Rechtsdurchsetzung in China

Rechtsdurchsetzung in China

Unter der Flagge eines Sozialismus chinesischer Prägung beschreitet die Volksrepublik China neue Wege bei der Rechtsdurchsetzung.

Einerseits will die chinesische Regierung mit der Einführung eines sozialen Bonitätssystems einen Anreiz für das Befolgen gesetzlicher Regelungen schaffen. Im Zivilrecht wird dies dadurch reflektiert, dass sie in der Zwangsvollstreckung Maßnahmen geschaffen hat, die den Schuldner durch gesellschaftlichen Druck (nach dem Prinzip des naming and shaming) zur Erfüllung titulierter Ansprüche anhalten.
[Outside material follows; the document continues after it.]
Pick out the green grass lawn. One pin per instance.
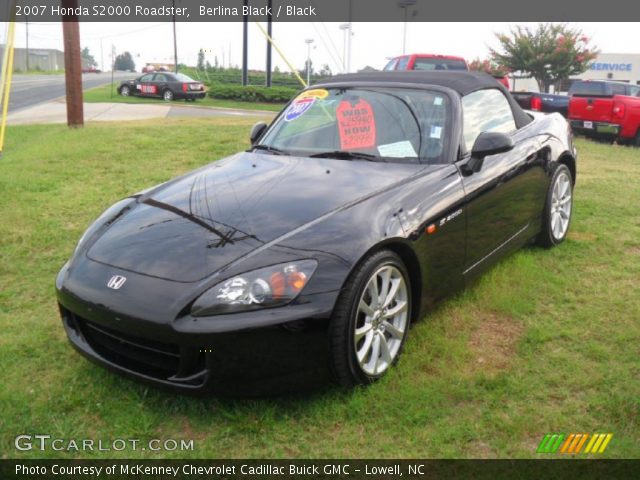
(104, 94)
(547, 341)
Hierzu gehört die Namensliste kreditunwürdiger Vollstreckungsschuldner, die das Oberste Volksgericht im Internet zugänglich macht, wie auch die Anordnung von Konsumbeschränkungen, die es Schuldnern verbieten, Luxusgüter zu erwerben, Flugreisen zu buchen oder ihre Kinder auf Privatschulen „mit hohen Gebühren“ zu schicken.

Andererseits setzt der chinesische Gesetzgeber auf die kollektive Durchsetzung zivilrechtlicher Ansprüche und damit auf ein Thema, das auch in der internationalen Diskussion seit einigen Jahren eine große Rolle spielt. Instrumente wie Sammelklagen und Verbandsklagen werden jedoch nur vorsichtig erprobt und mit einem staatlichen Kontrollelement – dem subsidiären Klagerecht der Volksstaatsanwaltschaft – versehen.

Vor diesem Hintergrund stellen sich folgende Fragen:

Gelingt China der Spagat zwischen effektiver Zwangsvollstreckung und Schuldnerschutz?

Welche Rolle wird Gerichten nach der Einführung des sozialen Bonitätssystems zukommen?

Welche Bedeutung kann einer privaten Rechtsdurchsetzung im Sozialismus chinesischer Prägung zukommen?